トヨタ・ヤリスGRMNで巡る ウェールズ・ラリーGB開催地の旅 新たなホームタウンも
公開 : 2019.10.06 18:50 更新 : 2021.03.05 18:46
10月に行われるウェールズ・ラリーGBを前に、ヤリスGRMNでその舞台を巡る旅に出ました。1993年以来初めてWRCを迎えるオールトンパークやマクレー戴冠の場となったチェスター競馬場などを巡る今回の旅では、英国ラリーの歴史とヤリスGRMNの魅力を確認することができたようです。
もくじ
ー舞台はオールトンパーク
ー見せ場はウォータースプラッシュ
ーチェスター競馬場 歓喜の場所
ーラリーマシンとの繋がり
ー空想の限界 ラリーの天気
ー非常に魅力的 でも完ぺきではない
ー新たなホームタウン
ー番外編1:第1回ウェールズ・ラリーGB再考
ー番外編2:勝つのは誰だ?
舞台はオールトンパーク
モータースポーツ界における排他主義には根深いものがあるようだ。
オールトンパークへと続く並木道は、英国ツーリングカー選手権のスーパーツーリングクラスが最高に盛り上がっていた時代を思い出させるが、今日この場所を訪れたのは、はるかに泥だらけなレースの開催を祝福するためであり、今回の相棒、決して洗練されているとは言い難いヤリスGRMNにとってもお似合いなウェールズ・ラリーGBがこの10月、久しぶりにイングランドはチェシャーにあるこのサーキットに戻って来ることになったからだった。
確かにスーパースペシャルステージは、ラリーとは森のなかで行うものだと考える熱狂的なファンからは支持されていないが、こうしたサーキットを舞台にしたステージは、アウトドアウェアでの完全防備をすることなく近くでラリーを観戦したいと望むソフトなファンに向けて長く提供されてきたものだ。
さらにこうしたステージは、観戦可能な場所が大きな邸宅のまわりに広がるほとんど目印のない泥だらけのコースでしかなく、背の高い人間だけがラリーカーを実際目にすることができたような時代を経て、広く採用されるようになっている。
子供のころ、1986年のウェールズ・ラリーGBを観戦しにハイ・ホールという名のカントリーハウスへ行ったことがあるが、覚えているのはナイロン製のポンチョを着た背中のせいで、グループBのモンスターマシンのサウンドしか聞こえなかったということだけだ。

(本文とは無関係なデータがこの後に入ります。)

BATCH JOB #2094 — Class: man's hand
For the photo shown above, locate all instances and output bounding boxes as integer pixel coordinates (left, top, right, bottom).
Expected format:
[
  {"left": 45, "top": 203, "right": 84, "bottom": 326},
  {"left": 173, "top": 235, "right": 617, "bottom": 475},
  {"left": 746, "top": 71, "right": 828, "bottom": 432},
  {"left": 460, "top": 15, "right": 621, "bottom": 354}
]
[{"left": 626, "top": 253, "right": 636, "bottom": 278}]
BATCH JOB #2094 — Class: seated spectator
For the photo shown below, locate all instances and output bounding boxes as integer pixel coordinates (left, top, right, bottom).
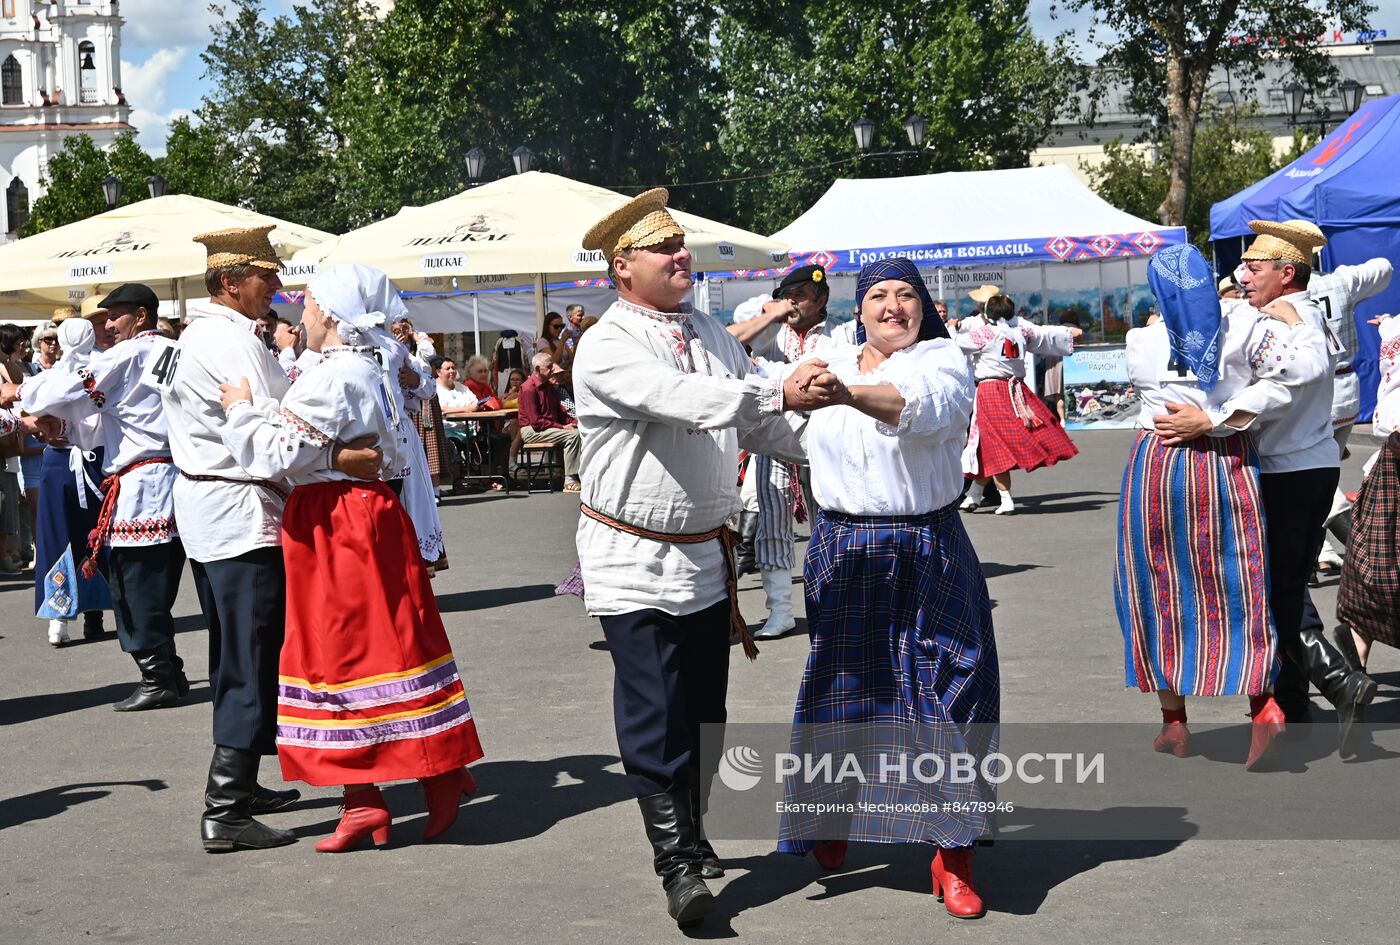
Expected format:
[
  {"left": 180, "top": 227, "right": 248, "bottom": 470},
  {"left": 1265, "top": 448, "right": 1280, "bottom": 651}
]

1993年以来のWRC開催となるオールトンパークでそんな経験をすることは決してないだろう。
見せ場はウォータースプラッシュ
リバプールにあるキューナードビルディングからスタートする今回のラリーで、木曜夜の最初の戦いの舞台となるのがオールトンパークの1周4kmのコースだ。

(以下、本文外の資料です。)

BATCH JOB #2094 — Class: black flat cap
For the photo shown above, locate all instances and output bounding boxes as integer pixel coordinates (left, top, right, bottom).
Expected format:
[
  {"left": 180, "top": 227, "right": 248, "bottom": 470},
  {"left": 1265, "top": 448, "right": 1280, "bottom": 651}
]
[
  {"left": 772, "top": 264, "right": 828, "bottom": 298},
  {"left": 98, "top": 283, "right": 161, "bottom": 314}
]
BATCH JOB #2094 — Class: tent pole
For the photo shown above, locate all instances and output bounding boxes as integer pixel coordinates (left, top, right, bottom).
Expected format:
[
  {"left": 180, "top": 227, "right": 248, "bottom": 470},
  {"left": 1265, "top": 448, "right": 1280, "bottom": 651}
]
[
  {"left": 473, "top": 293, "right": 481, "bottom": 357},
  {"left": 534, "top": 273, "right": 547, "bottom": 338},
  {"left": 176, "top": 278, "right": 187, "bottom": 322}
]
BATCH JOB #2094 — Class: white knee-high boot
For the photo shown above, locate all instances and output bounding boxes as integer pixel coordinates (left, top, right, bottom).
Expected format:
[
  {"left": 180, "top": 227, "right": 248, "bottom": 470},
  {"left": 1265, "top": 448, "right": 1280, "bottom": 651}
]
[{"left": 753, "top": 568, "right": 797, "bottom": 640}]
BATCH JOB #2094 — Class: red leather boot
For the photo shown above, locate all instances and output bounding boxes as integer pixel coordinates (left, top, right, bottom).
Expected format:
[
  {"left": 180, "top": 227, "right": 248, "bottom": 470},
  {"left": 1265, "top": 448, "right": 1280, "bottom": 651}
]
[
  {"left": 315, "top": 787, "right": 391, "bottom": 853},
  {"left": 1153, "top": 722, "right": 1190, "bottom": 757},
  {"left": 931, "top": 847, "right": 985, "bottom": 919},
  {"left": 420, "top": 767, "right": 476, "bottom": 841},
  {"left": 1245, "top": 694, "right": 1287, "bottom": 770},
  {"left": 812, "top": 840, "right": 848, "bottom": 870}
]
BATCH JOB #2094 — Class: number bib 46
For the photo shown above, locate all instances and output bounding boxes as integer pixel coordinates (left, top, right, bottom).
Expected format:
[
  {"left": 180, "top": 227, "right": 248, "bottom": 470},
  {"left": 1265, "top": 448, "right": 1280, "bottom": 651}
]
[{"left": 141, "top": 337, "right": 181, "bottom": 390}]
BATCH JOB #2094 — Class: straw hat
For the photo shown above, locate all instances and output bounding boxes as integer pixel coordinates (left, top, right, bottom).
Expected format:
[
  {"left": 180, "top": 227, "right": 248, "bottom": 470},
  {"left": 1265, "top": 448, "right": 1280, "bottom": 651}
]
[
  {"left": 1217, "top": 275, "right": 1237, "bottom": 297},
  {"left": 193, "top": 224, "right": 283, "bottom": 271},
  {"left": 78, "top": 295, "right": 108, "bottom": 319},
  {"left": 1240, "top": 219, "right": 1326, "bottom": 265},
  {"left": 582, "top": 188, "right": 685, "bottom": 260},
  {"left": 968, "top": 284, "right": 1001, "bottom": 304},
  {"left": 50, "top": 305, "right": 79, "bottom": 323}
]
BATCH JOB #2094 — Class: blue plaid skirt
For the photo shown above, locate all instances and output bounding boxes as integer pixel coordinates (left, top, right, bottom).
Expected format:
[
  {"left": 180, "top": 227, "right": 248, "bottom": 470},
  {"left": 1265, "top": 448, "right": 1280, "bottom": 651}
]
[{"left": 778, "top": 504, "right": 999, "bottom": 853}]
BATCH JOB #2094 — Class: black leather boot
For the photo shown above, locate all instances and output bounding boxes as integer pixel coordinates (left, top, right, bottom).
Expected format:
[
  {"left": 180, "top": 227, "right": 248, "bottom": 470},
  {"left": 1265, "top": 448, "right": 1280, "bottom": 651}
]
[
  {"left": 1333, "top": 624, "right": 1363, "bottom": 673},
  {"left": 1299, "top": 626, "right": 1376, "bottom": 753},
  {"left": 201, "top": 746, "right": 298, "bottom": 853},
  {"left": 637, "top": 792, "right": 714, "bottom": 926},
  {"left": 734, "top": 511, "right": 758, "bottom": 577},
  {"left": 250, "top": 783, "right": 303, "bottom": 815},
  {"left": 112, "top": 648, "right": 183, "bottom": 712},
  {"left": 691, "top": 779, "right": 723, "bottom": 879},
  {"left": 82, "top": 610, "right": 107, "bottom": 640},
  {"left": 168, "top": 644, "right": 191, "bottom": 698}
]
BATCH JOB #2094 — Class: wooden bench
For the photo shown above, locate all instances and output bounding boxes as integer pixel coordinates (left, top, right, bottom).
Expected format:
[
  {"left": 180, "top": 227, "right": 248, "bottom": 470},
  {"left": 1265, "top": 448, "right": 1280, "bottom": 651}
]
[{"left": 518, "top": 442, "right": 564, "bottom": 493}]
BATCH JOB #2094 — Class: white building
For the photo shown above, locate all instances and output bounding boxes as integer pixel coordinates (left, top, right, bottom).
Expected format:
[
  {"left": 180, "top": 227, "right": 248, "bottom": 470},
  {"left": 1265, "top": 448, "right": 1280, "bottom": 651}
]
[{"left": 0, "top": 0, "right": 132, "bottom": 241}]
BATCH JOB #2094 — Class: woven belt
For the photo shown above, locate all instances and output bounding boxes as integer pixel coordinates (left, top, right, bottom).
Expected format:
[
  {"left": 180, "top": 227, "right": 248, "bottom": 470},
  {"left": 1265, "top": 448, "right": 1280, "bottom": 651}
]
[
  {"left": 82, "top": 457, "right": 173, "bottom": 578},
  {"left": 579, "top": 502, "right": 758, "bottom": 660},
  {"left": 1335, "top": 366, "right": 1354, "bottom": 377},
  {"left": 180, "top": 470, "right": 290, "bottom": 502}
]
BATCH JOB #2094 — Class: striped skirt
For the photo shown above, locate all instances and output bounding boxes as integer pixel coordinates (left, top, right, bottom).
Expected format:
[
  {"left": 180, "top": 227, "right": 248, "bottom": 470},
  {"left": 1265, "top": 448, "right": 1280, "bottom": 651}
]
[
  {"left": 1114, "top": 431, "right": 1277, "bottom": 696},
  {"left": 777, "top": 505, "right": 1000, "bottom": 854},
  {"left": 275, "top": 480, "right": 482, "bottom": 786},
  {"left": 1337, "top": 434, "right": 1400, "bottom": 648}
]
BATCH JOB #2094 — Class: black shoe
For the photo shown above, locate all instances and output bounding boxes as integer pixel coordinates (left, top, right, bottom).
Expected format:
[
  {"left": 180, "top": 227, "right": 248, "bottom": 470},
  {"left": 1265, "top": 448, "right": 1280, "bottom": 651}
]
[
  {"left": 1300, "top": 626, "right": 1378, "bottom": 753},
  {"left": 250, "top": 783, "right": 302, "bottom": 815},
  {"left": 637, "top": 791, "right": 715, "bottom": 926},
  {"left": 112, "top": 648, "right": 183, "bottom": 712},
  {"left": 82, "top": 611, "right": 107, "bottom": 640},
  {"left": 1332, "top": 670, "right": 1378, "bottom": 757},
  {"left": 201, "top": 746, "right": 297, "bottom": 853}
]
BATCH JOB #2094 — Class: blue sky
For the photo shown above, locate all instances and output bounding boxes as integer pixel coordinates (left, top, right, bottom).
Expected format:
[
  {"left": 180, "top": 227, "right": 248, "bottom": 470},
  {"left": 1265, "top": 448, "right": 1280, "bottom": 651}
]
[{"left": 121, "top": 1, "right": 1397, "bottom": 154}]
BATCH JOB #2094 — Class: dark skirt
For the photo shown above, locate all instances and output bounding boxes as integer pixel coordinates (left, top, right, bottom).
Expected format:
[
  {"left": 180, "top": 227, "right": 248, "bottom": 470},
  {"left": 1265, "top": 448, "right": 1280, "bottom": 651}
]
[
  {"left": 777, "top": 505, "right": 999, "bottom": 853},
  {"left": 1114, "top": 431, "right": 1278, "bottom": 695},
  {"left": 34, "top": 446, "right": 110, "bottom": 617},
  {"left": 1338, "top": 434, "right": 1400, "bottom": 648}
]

ロッジコーナーからカスケードまでの森林エリアに続いて、今回のラリー向けに特別に設置にされたウォータースプラッシュを通過し、ニッカーブルックの横にある小さな池の辺りで旋回すると、その後クレイヒルを上り切って、普段は練習走行用として使われているオールトンのラリーコースへと入っていく。
それなりのスピードが要求されるとともに、グラベル用のセッティングでターマックへ挑む模様は要注目であり、オールトンパークの非常に起伏に富んだコースレイアウトでは観戦ポイントにも事欠かないだろう。
75回目を迎えるウェールズ・ラリーGBの創設には英国版AUTOCARもかかわっており(詳しくは番外編1でご紹介しよう)、今回のラリーでは広くその名を知られひとびとに愛されたラリーマシンたちが展示される予定だ。
今回ここを訪れたのはラリー観戦用の観客席が建設されるはるか以前のことだったが、この日はオートバイ向けの走行会が開催されており、多くのひとで賑わっていたため、夜のラリーを観戦しに多くの観客が詰めかける様子をイメージするには、かなりの想像力が必要だった。
最大の見せ場がウォータースプラッシュになることは間違いないだろう。コース上でのヤリスの写真撮影が許可されたが、例えゆっくりとしたスピードであっても滑り易いターマック舗装のグリップレベルが極端に低いことは明白であり、このクルマのフロントに設置されたデフロックは、わずかなトラクションを何とか確保しようとつねに悪戦苦闘を続けていた。